Da anni se ne parla essendo un argomento sul tavolo di ogni tipo di governo che trovandosi di fronte a un problema di non facile soluzione, cerca di aggirarlo accollando – se potesse – tutto al privato. Ma i fondi integrativi non sono riusciti sin ora a decollare e le ragioni, pur diverse, non sono difficili da accertare. La prima ragione è la diffidenza.
Per decenni la gestione pubblica dei fondi pensione è stata tanto “allegra”, come appare dai vari servizi dei maggiori giornali, da generare indifferenza, per non dire diffidenza, verso fondi integrativi di natura ancora vaga. Allora il dipendente aspetta chiarimenti amministrativi dal governo il quale non si è mai sbilanciato, indipendentemente dalla sua collocazione politica.
Altro elemento da rimuovere, per far decollare la pensione integrativa, è il livellamento verso il basso della linea stipendiale. Ora lo stipendio del docente, oltre a essere il più basso in Europa, ha una linea di crescita di scarso rilievo dall’immissione in ruolo all’atto di collocamento a riposo. Malgrado ciò l’amministrazione pretende dal docente una partecipazione sempre più attiva nel campo didattico e in quello della ricerca, oltre una responsabilità diretta in quello organizzativo (convegni..). A fronte di detto maggior onere di attività retribuite, l’amministrazione, oltre a non rispondere in termini economici aggiunge al docente l’onere della pensione integrativa.

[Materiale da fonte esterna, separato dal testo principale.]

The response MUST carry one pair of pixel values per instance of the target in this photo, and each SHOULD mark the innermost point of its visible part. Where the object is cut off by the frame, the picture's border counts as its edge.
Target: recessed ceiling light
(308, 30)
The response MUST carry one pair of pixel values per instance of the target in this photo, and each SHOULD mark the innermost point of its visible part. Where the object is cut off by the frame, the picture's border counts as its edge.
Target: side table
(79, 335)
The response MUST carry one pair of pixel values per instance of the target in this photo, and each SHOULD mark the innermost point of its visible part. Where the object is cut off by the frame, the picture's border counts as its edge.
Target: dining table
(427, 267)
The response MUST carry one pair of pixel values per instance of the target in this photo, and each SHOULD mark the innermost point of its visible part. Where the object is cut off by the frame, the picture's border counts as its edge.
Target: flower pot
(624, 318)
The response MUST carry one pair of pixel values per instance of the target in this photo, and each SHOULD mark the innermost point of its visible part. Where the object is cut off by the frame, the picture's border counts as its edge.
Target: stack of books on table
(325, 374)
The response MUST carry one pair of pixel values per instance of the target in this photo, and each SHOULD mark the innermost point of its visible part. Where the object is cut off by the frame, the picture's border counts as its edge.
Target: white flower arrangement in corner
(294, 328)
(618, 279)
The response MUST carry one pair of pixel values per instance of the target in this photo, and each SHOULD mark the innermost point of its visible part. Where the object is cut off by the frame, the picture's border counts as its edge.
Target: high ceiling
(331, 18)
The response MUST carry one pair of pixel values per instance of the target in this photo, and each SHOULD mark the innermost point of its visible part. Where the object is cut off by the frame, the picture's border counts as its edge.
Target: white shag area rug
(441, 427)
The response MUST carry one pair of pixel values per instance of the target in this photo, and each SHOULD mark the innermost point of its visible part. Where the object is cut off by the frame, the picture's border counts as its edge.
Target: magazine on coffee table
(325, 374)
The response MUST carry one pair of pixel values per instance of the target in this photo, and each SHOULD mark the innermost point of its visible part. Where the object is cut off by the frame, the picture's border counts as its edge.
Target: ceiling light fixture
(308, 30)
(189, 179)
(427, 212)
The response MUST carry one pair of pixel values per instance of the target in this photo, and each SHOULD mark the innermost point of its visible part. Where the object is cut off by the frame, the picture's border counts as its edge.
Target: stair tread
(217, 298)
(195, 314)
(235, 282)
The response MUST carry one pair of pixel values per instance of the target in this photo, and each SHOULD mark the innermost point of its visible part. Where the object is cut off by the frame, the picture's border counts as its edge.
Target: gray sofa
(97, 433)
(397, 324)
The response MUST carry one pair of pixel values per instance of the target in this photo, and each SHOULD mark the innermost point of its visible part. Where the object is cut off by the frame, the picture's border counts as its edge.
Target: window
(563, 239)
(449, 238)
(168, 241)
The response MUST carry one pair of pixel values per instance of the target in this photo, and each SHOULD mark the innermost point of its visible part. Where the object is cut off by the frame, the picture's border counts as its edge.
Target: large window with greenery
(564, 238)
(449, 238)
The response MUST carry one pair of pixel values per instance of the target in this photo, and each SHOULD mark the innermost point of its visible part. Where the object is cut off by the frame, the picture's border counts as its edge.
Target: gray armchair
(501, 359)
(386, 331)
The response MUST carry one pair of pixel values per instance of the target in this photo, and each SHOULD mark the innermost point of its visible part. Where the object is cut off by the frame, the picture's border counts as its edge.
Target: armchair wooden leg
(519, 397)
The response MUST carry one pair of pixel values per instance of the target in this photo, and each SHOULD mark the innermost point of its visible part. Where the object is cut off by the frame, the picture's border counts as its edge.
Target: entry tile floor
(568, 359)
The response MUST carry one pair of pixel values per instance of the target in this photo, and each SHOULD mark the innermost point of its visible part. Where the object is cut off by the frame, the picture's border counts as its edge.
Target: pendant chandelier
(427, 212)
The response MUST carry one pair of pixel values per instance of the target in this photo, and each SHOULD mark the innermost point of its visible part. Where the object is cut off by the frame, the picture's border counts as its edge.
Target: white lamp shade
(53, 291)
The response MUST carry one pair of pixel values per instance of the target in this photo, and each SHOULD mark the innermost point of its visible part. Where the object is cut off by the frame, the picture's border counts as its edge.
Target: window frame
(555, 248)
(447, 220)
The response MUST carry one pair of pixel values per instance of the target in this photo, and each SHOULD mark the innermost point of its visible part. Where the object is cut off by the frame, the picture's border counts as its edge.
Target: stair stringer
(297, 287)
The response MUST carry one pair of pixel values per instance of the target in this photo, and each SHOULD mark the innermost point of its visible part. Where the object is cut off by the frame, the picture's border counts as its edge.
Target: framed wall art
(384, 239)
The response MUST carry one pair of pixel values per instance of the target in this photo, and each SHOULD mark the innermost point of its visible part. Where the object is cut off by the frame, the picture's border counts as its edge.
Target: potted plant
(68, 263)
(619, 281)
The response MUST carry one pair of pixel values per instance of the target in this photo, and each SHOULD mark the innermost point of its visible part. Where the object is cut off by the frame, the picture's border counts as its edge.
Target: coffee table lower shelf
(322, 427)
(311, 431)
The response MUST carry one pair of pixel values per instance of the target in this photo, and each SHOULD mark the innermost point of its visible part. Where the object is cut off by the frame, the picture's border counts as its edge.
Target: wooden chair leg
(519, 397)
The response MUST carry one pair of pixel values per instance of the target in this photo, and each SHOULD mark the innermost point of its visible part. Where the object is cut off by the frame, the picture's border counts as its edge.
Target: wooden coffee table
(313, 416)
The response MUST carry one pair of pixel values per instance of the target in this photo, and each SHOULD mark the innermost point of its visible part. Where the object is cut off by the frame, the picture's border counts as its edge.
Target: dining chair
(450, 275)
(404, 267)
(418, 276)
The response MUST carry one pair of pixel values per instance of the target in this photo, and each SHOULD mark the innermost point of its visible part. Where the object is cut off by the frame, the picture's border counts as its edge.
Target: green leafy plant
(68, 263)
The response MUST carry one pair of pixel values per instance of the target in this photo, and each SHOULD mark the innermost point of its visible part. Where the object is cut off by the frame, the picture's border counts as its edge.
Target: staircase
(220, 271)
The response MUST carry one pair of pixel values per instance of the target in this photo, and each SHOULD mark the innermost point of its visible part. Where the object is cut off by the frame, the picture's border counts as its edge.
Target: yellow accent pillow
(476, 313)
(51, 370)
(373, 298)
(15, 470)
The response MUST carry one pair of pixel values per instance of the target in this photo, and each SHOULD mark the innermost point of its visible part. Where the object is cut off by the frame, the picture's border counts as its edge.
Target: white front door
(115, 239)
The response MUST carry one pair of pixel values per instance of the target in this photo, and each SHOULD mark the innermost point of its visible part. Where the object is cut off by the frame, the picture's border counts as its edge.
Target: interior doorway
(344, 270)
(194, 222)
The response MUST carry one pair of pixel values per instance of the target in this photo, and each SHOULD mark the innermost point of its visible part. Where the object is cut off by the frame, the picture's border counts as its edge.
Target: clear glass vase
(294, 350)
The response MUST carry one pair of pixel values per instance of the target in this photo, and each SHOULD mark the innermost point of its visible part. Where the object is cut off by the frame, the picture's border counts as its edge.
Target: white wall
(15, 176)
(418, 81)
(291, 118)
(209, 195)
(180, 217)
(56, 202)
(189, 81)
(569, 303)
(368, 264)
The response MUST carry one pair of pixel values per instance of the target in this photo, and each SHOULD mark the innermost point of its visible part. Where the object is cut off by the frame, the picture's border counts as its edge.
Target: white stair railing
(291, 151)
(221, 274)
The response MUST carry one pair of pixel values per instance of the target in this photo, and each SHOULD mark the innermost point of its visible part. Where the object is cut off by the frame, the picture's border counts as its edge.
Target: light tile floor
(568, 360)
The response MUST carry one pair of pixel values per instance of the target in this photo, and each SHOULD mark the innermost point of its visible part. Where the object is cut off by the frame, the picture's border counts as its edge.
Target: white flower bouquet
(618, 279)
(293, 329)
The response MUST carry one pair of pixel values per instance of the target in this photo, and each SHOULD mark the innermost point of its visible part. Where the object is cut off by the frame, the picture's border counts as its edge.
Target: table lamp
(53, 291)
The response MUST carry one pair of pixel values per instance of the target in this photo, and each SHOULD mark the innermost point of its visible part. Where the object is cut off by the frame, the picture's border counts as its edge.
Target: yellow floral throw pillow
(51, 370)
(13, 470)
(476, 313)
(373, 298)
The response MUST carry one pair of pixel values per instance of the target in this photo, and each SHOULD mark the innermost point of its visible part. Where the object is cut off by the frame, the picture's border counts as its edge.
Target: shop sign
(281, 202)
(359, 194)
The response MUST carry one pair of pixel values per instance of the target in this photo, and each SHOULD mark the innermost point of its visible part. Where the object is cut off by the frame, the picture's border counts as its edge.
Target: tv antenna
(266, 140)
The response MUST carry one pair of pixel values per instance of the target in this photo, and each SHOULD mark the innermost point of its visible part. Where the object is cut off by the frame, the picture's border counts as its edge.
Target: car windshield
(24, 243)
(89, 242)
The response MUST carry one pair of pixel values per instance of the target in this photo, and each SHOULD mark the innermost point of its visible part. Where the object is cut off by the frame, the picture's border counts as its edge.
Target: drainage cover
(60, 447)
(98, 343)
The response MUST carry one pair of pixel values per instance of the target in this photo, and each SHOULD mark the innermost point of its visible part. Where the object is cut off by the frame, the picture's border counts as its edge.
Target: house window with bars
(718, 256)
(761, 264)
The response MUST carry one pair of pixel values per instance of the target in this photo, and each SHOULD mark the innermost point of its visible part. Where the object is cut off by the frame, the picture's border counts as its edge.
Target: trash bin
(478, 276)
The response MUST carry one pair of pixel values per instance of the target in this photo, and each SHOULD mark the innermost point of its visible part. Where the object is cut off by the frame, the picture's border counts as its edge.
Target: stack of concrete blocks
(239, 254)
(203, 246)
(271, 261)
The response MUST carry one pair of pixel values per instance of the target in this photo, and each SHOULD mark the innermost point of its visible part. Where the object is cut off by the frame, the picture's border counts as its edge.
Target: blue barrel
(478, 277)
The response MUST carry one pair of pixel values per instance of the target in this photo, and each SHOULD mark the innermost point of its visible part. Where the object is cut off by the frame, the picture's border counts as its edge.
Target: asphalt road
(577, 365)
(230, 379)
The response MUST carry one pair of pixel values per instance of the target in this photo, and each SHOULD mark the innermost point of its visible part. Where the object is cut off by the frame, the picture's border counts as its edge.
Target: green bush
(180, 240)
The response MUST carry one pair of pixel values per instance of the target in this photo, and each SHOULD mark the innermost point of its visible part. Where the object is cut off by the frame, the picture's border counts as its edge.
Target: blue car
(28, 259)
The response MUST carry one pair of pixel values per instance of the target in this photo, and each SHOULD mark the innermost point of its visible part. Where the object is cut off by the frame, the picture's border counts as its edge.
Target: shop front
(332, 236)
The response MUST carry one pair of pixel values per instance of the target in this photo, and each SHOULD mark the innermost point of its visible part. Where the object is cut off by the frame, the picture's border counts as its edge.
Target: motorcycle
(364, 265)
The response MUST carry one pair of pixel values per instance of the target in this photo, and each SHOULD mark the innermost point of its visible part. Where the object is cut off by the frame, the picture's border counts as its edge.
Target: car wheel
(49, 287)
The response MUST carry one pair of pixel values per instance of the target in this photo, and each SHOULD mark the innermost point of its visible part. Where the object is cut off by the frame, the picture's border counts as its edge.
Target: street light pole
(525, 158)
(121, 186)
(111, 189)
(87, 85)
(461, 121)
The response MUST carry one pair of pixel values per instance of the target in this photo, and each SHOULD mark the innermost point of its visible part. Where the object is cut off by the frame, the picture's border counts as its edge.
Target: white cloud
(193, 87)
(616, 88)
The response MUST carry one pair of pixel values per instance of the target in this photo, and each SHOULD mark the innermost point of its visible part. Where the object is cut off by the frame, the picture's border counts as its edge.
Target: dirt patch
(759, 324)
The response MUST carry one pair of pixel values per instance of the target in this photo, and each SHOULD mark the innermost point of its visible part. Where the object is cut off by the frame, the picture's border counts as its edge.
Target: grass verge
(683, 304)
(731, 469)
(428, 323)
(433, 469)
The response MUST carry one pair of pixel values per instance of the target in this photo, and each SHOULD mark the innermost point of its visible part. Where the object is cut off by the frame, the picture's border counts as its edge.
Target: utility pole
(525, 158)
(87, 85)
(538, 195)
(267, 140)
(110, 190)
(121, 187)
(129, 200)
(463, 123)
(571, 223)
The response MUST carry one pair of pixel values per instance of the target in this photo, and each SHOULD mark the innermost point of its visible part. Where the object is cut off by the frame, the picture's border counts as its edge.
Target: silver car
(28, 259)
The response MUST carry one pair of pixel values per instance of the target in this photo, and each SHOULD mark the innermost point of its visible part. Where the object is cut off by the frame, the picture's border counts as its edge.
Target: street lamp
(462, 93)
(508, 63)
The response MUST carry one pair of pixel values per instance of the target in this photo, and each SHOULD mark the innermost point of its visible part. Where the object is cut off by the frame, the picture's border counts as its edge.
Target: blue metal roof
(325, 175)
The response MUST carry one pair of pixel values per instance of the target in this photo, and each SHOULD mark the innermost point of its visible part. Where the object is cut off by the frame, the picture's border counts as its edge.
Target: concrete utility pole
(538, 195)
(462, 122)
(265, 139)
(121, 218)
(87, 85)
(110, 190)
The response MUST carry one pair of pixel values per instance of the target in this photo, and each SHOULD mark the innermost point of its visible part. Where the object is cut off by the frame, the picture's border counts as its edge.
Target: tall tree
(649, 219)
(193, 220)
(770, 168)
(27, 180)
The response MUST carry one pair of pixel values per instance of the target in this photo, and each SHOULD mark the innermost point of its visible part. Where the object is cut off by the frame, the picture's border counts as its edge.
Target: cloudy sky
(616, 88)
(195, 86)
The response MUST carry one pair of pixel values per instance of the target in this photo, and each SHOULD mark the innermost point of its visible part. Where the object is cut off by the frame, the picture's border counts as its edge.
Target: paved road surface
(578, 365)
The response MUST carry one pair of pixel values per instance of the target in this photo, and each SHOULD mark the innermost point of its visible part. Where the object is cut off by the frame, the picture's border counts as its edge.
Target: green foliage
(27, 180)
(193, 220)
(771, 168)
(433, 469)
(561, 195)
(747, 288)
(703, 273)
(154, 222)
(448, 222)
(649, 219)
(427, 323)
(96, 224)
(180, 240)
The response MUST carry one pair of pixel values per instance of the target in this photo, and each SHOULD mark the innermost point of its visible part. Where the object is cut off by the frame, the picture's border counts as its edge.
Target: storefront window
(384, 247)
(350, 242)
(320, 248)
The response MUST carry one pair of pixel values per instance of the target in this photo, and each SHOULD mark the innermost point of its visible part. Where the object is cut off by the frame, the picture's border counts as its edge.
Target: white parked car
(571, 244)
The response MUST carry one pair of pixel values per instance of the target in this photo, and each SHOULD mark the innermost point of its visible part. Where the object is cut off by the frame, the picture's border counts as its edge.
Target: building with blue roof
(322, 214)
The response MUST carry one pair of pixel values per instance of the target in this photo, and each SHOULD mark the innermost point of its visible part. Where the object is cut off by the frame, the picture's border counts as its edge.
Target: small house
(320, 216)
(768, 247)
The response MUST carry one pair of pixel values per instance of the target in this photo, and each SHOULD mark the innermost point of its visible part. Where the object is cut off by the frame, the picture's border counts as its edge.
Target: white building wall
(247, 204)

Una volta non si stava molto meglio, ma non c’era detto appiattimento veramente frustrante per la personalità del docente. Allora il professore usufruiva dopo 15 anni circa di carriera, di sensibili miglioramenti nel trattamento economico che permettevano di provvedere a qualche forma di assicurazione privata.
Inoltre, per chi entrava nel ruolo statale, esistevano almeno due certezze: stabilità del posto e pensione sicura. Oggi la prima lo è relativamente, mentre la seconda sicuramente non lo sarà.